DelMonico: Yep. I think that’s exactly right. This is not an easy thing to put together. Faculty like to work in their own disciplines. They don’t like to work across disciplines. So to create this kind of interdisciplinary approach is challenging. But we have faculty who are very open to that, and I think that’s a wonderful thing. There’s a lot of team teaching in the core curriculum, a lot of faculty from different parts of SOM, and even from different parts of Yale who are teaching in the core, so you’ll have multiple faculty in there. It is also an expensive thing to do, much more expensive than other teaching approaches. And I think that we are fortunate enough to be at Yale to have the resources to be able to put together this kind of curriculum.

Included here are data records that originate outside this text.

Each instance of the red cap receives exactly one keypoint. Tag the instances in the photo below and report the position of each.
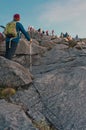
(16, 17)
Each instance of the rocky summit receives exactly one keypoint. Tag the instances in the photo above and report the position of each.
(50, 84)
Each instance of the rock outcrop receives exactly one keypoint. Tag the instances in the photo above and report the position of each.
(55, 99)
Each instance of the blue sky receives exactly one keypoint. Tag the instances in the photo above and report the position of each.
(60, 15)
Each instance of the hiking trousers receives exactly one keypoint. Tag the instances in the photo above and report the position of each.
(10, 49)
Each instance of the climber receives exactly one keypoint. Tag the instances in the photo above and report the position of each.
(12, 32)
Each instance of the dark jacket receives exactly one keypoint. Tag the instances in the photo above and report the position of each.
(19, 28)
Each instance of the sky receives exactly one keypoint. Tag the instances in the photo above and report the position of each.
(60, 15)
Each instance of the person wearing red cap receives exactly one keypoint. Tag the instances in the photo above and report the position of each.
(11, 48)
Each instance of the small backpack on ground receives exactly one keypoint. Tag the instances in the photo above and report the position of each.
(10, 30)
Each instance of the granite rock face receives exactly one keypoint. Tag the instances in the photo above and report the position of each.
(56, 97)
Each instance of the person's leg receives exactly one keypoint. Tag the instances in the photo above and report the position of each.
(12, 50)
(7, 50)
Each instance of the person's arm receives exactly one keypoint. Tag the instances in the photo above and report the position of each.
(21, 28)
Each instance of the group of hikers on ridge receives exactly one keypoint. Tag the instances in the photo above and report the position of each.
(12, 33)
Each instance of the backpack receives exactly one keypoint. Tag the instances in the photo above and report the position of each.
(10, 30)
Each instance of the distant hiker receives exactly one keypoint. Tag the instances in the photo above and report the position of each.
(52, 32)
(47, 32)
(12, 32)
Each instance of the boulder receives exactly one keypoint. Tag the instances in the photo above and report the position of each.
(13, 74)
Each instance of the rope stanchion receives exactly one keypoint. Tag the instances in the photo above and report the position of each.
(31, 56)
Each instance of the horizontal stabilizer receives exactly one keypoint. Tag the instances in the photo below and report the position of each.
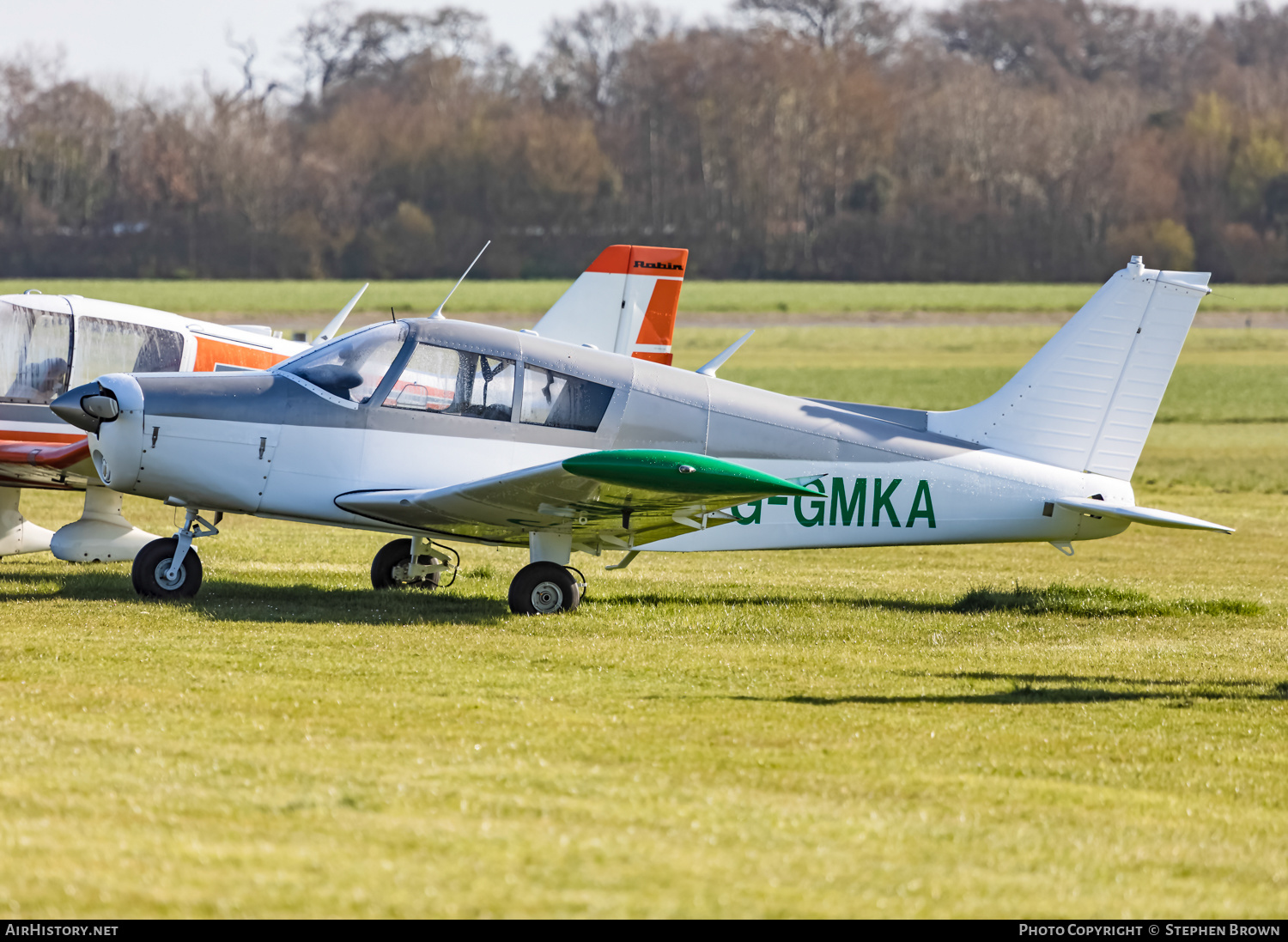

Early on, when the integrated curriculum was first introduced, a lot of schools came to see what we were doing, to see how we were doing it. They realized it takes a very special combination of small size, large resources, and a willing faculty to put this kind of curriculum together. And really no other schools were interested in doing it, but they couldn’t really. They didn’t have the right combination of factors to be able to do that.

And I would say that in addition to the team teaching, to that integrated approach, one unique aspect of the core especially is our case method. We teach about 50% to 60% using cases, but we actually have our own case writing team. We have what we call raw cases which we contrast to traditional cooked MBA cases where the case writing team takes all the relevant facts and kind of boils it down in a 12-page document that gives you all the facts you need to know. It kind of eliminates everything you don’t need to know, and the insight that our faculty had is that’s not how you interact with data and information in the real world.

In the real world, you’re not given a case. There’s no case writing team. You’re given a problem, you’re given a challenge, and you’re told to figure it out. So our cases are comprised of the primary source materials you’ll experience in the real world, the 10-Ks, 10-Qs, other regulatory filings, interviews with key stakeholders, media reports, all the things that you would actually interact within the real world.

The case writing team does not tell you what’s relevant and what’s not. You have to figure that out for yourself. So even in the core curriculum, even when you’re sitting in a class, you’re developing the skills that will make you successful after you graduate.